Meantime, as much as I can, I try to prepare my students for the challenges and realities of our current job market. MBA's (Master of Business Administration) are currently becoming a dime a dozen, while undergraduate degrees in business are about as useless as philosophy majors. Not every MBA is equally valuable now; the degree has to come from Harvard or Cornell or Yale. The competition for professorships is fierce. Not everyone can become a doctor or a lawyer, and even law is becoming an overcrowded field. And with the cost of higher education, we can't keep our students in school forever, leaving them with enormous student loans before they've even found their first job.

It's time we paid more attention to our shrinking middle class.

Monday, February 15, 2010

Is President Obama Too Thoughtful?

I remember, when I was a little girl, my grandfather saying that Adlai Stevenson had lost the election to Dwight D. Eisenhower because Stevenson was "too smart" for the American public to appreciate him.

We in the western world have always had an ambivalent attitude toward intellectualism. On the one hand we revere geniuses like Einstein and Shakespeare and Newton and are taught in school to emulate them. On the other hand, we have the somewhat comical images of the mad scientist and the absent-minded professor -- characters who are capable of amazing mental feats but generally incapable of dealing with the mundane realities of everyday life. We have Shakespeare's Hamlet, a thinker who becomes so paralyzed in the process of weighing the meaning and consequences of his actions that he cannot act at all. We are familiar with the question, "If you're so smart, why can't you (enter the appropriate common sensical act)?" We have the frequent portrayal of intelligent young people as nerds and socially inept losers who are never invited to the prom.

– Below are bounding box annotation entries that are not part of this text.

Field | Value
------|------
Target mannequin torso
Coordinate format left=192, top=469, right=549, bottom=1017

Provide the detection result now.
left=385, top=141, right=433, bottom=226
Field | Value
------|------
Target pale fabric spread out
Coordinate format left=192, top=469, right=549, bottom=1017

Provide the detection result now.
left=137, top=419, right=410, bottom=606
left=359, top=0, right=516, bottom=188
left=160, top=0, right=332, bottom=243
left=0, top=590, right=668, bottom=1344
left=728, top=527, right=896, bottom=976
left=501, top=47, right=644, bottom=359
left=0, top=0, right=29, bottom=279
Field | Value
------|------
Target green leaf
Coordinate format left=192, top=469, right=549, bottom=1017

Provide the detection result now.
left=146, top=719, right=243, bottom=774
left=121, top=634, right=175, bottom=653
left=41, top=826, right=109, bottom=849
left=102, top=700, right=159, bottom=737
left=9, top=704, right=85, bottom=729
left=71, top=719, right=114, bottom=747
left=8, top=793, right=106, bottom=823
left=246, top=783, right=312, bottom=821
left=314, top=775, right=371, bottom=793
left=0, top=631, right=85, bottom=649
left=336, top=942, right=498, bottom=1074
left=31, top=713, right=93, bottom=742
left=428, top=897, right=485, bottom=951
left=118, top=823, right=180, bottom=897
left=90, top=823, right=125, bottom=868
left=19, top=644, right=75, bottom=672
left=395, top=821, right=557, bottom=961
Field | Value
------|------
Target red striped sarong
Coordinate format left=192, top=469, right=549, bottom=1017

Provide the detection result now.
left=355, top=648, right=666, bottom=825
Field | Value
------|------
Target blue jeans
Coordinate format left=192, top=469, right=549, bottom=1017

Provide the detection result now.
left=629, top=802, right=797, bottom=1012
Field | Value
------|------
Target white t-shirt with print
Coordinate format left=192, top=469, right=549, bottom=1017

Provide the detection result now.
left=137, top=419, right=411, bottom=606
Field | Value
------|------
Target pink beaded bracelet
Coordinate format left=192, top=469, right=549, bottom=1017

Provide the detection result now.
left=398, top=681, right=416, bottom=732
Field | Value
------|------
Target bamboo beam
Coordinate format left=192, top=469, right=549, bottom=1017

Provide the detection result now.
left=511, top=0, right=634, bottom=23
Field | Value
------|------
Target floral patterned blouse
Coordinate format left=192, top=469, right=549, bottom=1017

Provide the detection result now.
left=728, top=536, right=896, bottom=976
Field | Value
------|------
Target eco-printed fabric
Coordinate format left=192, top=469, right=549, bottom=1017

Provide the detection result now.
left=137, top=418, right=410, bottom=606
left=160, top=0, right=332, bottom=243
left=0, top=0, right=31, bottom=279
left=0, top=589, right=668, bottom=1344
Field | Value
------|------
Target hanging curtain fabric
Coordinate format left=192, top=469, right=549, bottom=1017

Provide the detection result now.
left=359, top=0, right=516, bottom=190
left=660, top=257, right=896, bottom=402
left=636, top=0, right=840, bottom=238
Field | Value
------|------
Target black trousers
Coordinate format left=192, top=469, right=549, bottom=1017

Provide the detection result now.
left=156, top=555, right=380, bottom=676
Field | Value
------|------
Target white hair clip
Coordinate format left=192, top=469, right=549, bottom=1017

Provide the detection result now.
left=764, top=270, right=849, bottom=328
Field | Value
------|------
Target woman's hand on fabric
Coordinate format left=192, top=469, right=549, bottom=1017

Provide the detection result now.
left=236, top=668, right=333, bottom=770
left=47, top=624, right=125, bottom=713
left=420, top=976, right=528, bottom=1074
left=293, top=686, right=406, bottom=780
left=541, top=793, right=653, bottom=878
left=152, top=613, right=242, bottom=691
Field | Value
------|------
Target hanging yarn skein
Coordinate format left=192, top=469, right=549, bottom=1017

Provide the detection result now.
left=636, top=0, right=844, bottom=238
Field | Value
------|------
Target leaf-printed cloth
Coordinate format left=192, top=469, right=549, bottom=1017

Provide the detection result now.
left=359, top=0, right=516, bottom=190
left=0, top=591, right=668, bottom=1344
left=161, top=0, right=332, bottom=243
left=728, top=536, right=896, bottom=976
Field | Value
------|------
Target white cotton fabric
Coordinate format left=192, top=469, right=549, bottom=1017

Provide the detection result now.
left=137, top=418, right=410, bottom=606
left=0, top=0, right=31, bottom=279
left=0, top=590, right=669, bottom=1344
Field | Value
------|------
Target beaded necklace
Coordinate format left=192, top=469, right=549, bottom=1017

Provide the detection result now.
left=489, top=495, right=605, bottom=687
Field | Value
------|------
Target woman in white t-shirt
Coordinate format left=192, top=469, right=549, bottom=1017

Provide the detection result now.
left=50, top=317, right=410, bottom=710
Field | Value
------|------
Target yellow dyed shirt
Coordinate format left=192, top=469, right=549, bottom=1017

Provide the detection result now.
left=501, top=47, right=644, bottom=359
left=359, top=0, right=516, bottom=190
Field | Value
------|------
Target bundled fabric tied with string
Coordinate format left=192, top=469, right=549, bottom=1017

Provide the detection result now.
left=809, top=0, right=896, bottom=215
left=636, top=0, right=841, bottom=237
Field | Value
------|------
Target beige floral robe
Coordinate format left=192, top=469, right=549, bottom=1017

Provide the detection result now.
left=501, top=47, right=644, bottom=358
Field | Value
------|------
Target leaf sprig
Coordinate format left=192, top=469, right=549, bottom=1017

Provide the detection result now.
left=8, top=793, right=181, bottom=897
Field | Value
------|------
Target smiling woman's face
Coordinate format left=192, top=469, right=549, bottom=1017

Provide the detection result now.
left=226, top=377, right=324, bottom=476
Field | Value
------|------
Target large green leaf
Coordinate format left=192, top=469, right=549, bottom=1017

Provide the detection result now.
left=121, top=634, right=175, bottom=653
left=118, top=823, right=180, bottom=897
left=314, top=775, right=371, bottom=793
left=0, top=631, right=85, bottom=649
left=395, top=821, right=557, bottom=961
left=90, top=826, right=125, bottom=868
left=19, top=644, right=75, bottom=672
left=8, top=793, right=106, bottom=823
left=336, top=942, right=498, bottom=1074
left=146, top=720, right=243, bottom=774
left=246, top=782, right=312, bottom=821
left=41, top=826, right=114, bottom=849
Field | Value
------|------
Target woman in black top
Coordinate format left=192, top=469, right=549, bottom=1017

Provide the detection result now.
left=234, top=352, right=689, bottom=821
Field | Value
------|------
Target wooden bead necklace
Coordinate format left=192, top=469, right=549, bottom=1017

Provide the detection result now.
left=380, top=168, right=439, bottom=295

It is to America's credit that we managed to elect an intellectual to the highest post in the land. We proved that we really can choose a leader who doesn't fumble for words and wasn't a C student in school. We have overcome many of the stereotypes of the effete academic. This is progress.

Still, while I like and admire President Obama, I find myself impatient with what sometimes appears like an inability to act decisively. We need a leader who can not only expound on the necessity to move the ball down the field but the ability to get it through the goal posts.

When the president calls on us to reflect on our goals and aspirations he calls upon our highest and best selves. We are heartened and inspired. He invites us to reason and to act according to the most noble motives. Sometimes, though, we as a country must not only reflect but move forward decisively.

President Obama has said that among the many notable presidents our country has produced he most admires and tries to emulate Abraham Lincoln. There is no doubt Lincoln was a mental heavyweight. But he was not only a thinker, he was a fighter. He pulled no punches when he wrestled with his enemies and was not afraid to make unpopular decisions. No one wanted a bloody civil war less than he did, but when he was called upon to lead he moved forward with courage and determination as well as with grave doubt and apprehension and, yes, sorrow.

Our president believes strongly in the power of reason and civil debate. This is why, in large part, we have elected him to office. It is this sanity that appealed to so many of us during his campaign.

Now, though, it is time to take on those enemies who are determined to stall all progress and mire our legislative process in the mud. It's all very good to reach out to our adversaries and invite them to reason with us, but another thing entirely to let them bring our government and our society to a standstill. Every concession to the forces of inertia is a victory for the status quo, and a defeat of the change we voted so enthusiastically to enable.

It is time for President Obama to do more than speak softly and reasonably. It's time for him to step down from the professor's podium and fight.